Sensing that the morning crowd was slow enough for my antics to be merely annoying and not truly rude, I asked my server, Carlyn Hanson, for her thoughts on the question I had set out to answer: “What makes St. Paul special?” 

“The interconnectedness,” she responded after some thought. “My mom used to work here, and I grew up three blocks away.” A lifelong resident, Carlyn clearly took pride in her St. Paul identity and eagerly judged my itinerary, adding her own comments. To her, as with others I would talk to, it’s the shared sense of history and tightly connected communities that set the city apart. 

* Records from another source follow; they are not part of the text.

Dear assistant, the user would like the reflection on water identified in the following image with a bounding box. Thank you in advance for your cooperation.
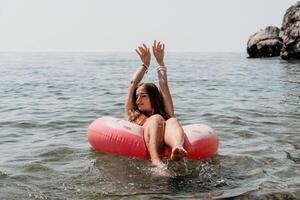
[0,53,300,199]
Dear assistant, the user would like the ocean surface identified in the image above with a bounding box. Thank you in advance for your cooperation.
[0,52,300,200]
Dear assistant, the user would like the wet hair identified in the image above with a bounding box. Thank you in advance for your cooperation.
[132,83,170,121]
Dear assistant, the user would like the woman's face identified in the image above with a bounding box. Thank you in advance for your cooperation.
[135,86,152,114]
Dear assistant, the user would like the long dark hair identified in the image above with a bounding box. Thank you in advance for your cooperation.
[133,83,170,120]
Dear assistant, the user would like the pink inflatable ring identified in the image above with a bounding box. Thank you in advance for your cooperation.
[88,117,219,160]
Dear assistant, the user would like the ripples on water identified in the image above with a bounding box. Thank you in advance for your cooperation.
[0,53,300,199]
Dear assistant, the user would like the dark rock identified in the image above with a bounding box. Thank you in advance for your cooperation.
[247,26,283,58]
[280,1,300,59]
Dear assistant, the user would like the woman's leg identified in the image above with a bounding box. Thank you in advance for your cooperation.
[165,117,187,161]
[144,115,165,165]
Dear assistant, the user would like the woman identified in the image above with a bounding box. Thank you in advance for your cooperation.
[125,41,187,166]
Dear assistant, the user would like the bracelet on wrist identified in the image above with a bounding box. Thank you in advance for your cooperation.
[142,63,149,73]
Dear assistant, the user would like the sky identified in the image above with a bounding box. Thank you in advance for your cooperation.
[0,0,297,52]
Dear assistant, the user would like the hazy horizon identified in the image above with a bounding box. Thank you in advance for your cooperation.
[0,0,297,53]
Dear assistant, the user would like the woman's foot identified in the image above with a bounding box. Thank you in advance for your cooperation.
[171,146,187,161]
[151,162,172,177]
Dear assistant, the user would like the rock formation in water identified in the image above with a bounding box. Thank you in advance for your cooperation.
[247,1,300,59]
[280,1,300,59]
[247,26,283,58]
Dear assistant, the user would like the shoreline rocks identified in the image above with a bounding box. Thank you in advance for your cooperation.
[247,1,300,59]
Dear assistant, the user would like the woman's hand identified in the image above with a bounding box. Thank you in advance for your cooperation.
[135,43,151,67]
[152,40,165,66]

My hashbrowns dented but not defeated, I made my way to Harriet Island Park, where I was to catch a riverboat to see the Mississippi River from a new, slightly-downstream-of-normal perspective. Like Minneapolis’s Boom Island, Harriet Island is no longer a real island, but rather a flat, sparsely forested park on the west bank of the river. My pre-recorded tour guide aboard the two-decked “Betsey Northrup” blared stories of St. Paul’s past and the colorful characters that made it up. Historical details aside, it is truly stunning to be fully surrounded by wilderness so close to the center of the country’s 16th-largest metro.

The view on the river, facing west toward Bdote, the river’s confluenceIan Ringgenberg

The Dakota use the word “Bdote,” literally meaning “confluence,” to refer to both the direct convergence of the Mississippi and Minnesota rivers at Pike Island (actually still an island) as well as the broader Twin Cities region. In the origin story of one Dakota group, the Bdewakantunwan, Bdote is the center of the Earth and the origin of the Dakota people. If the Twin Cities have a spiritual heart, this is it, and with the exception of a few powerlines and distant bridges, it’s gratifying to see its breathtaking wildness preserved. It’s a powerful destination, and one that I found myself wishing I had given greater reverence in my own conception of the Cities. [Ed. Note: It is also Fancy Ray’s “sacred place.”]

After the 90-minute boat tour, I proceeded to the Smith Avenue High Bridge, recommended by a half-dozen respondents for its view of the city. The western terminus of the bridge offers a gesture at a landscaped park, but the best views were halfway across the bridge. Even the most stalwart St. Paul advocate wouldn’t list its skyline as a key attraction, but if you’re gonna see it… well, there’s not a better view of it than from here.

With my cruise and bridge excursion behind me, I had very nearly digested enough of my hashbrowns to warrant another meal, so I ventured to Cossetta, the West Seventh Street Italian restaurant just at the edge of downtown with origins that stretch back to 1911. No item on my list was so controversial—it was tied with Como Park as the overall most suggested destination for distilling St. Paul’s essence yet provoked a seemingly equal number of eye rolls accompanied by suggestions of more hole-in-the-wall establishments. 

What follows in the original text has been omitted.